De acordo com a apuração do TCU, a investigação se concentra em um contrato de publicidade ampliado para R$ 8,1 milhões, que teria sido utilizado para impulsionar conteúdos sem vínculo direto com a missão institucional da ABDI, mas alinhados à exposição pessoal e política de seu presidente. O relatório menciona centenas de impulsionamentos pagos em redes sociais, com gastos que podem ultrapassar R$ 200 mil, além da possível atuação de servidores e terceirizados da agência na gestão desses conteúdos.
A gravidade do caso está no método. Quando uma agência pública passa a financiar estratégias de visibilidade pessoal, ainda que de forma indireta, ocorre um rompimento claro com os princípios da administração pública. Não se trata de comunicação institucional, mas de uso da máquina pública para construção de imagem, algo que a legislação e o bom senso administrativo não admitem.
Cappelli nega irregularidades e afirma ser alvo de perseguição política. A defesa é um direito legítimo. O problema é que os indícios não surgiram de disputas eleitorais ou redes sociais, mas de uma análise técnica de um órgão de controle, que apontou possíveis violações aos princípios da legalidade, impessoalidade e moralidade. Isso não pode ser tratado como narrativa, mas como fato administrativo sob investigação.
O alerta se torna ainda mais preocupante diante das ambições políticas atribuídas a Cappelli. Um gestor que, segundo o TCU, pode ter confundido o papel institucional de uma agência federal com interesses próprios não transmite segurança para administrar um governo inteiro. Se há dificuldade em respeitar limites em uma estrutura específica, o risco de abusos se amplia exponencialmente em um cargo de maior poder.
O Distrito Federal já conhece os efeitos da má gestão, do aparelhamento e da personalização do Estado. São experiências que custaram caro ao contribuinte e deixaram cicatrizes profundas na confiança da população. Por isso, não é aceitável relativizar indícios tão sérios, nem tratar o caso como mera formalidade administrativa.
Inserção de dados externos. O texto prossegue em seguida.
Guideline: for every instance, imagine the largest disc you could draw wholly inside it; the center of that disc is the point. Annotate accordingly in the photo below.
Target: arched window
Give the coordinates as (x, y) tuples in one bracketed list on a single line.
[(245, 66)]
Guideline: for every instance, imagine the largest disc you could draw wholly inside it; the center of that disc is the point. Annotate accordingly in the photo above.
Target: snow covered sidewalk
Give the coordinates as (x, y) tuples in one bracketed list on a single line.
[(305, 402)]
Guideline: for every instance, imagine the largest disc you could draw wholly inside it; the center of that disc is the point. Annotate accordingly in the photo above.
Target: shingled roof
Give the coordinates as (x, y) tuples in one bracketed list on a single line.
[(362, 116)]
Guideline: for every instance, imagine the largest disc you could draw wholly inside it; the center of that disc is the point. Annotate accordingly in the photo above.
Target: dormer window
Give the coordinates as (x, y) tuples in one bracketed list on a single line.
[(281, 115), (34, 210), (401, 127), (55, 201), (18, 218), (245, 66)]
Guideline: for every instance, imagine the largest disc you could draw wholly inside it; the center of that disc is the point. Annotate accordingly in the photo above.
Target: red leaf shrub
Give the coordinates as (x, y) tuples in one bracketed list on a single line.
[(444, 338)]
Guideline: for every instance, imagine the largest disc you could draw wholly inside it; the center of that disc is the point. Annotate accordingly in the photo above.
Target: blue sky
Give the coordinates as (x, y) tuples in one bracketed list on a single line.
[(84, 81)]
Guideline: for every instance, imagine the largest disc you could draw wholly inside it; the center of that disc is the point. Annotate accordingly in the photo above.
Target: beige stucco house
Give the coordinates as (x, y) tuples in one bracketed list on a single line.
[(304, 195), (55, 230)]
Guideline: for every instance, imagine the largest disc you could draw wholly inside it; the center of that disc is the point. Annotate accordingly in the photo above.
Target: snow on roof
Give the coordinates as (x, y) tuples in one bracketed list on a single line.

A decisão do TCU de não suspender cautelarmente o contrato não encerra o assunto. O processo segue em análise, e os fatos ainda serão julgados. Até lá, permanece uma questão fundamental: quem governa deve servir ao interesse público, não usá-lo como vitrine pessoal.
O DF não pode ser colocado em risco por projetos de poder que ignoram limites éticos. A ABDI não é palanque. E o governo do Distrito Federal não pode ser tratado como laboratório para quem já demonstra sinais de confusão entre função pública e ambição política.